Le triomphe du Colisée facilite grandement l’entrée de Bardin à l’Académie qui l’agrée le 27 mars 1779 et lui ouvre les portes du Salon et des commandes officielles. La direction des Bâtiments du roi le sollicite vite pour l’exécution d’une Adoration des Mages destinée à la chapelle de la Trinité du château de Fontainebleau, tandis que Madame Louise, tante de Louis XVI, lui propose de réaliser une Immaculée Conception pour la chapelle du Carmel de Saint-Denis où elle s’était retirée en 1770. En marge de cet afflux de commandes, Bardin travaille à son morceau de réception ; l’esquisse de son Mars sortant des bras de Vénus pour aller à Troie est validée par l’Académie en 1782. Pourtant, le tableau final ne sera jamais soumis à l’approbation de l’institution…

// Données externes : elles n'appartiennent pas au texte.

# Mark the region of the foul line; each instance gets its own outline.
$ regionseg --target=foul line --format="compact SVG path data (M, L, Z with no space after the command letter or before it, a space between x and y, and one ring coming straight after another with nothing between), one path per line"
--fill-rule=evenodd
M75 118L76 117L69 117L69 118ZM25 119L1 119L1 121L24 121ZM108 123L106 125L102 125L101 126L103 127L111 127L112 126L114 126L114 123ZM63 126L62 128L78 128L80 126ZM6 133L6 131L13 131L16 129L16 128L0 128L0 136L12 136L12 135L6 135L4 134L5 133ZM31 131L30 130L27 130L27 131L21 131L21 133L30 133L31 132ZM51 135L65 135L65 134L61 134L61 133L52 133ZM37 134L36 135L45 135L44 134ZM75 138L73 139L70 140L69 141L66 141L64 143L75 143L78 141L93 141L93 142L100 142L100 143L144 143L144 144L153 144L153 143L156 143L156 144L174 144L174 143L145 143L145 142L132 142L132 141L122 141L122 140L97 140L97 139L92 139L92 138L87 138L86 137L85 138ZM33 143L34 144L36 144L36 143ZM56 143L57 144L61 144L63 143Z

L’œuvre d’une vie : Les sept Sacrements de la chartreuse de Valbonne
Comment expliquer cette procédure inachevée qui prive le peintre de l’enviable statut d’académicien ? Deux éléments de réponse peuvent être proposés. En 1780, l’artiste reçoit la commande la plus importante de sa carrière : un grand cycle consacré au sept Sacrements pour la chartreuse de Valbonne (Gard). Monumentales, les toiles occuperont largement l’artiste durant cette décennie : six seront livrées entre 1782 et 1790, tandis que la septième sera terminée en 1791. Le cycle est exceptionnellement accueilli complet à Orléans : la loi de 1901 qui impose aux congrégations de solliciter une autorisation législative ayant poussé les moines à quitter la France, les toiles sont en effet depuis lors conservées de l’autre côté des Pyrénées à Saragosse, ornant le gigantesque réfectoire de la chartreuse d’Aula Dei. La réalisation de ce grand œuvre a assurément retardé l’achèvement du morceau de réception de l’artiste. Une deuxième explication permet de tisser le lien avec Orléans : en 1786, Bardin est choisi par l’Académie royale pour prendre la direction de la nouvelle École gratuite de dessin d’Orléans voulue par le collectionneur et mécène Aignan Thomas Desfriches. Cette séduisante opportunité, synonyme pour l’artiste père de famille de salaire régulier, relégua donc vraisemblablement au second plan ses ambitions institutionnelles.

Un pédagogue à Orléans
Sous l’impulsion de Desfriches, la cité johannique connaît au crépuscule du siècle des Lumières un remarquable dynamisme artistique que symbolise l’arrivée de Bardin. À la fois directeur et professeur, il partage désormais son temps entre l’instruction des esprits, la poursuite de ses Sept Sacrements, et l’envoi à Paris d’une production destinée au Salon. Il traversera la période révolutionnaire sans jamais cesser d’enseigner et sera à l’origine en 1799 de la création du premier Muséum dédié à la peinture ancienne, ancêtre de l’actuel musée. Père de deux enfants, ce grand pédagogue saura transmettre le goût des arts à sa fille Ambroise Marguerite, qui se fera connaître par la pratique de la gravure, du pastel et de la peinture sur porcelaine.

Olivier Paze-Mazzi
« Jean Bardin (1732-1809), le feu sacré »
Jusqu’au 14 mai 2023 au musée des Beaux-Arts d’Orléans
Place Sainte-Croix, 45000 Orléans
Tél. 02 38 79 21 86
www.orleans-metropole.fr
Catalogue, coédition musée des Beaux-Arts d’Orléans / Le Passage, 304 p., 38 €.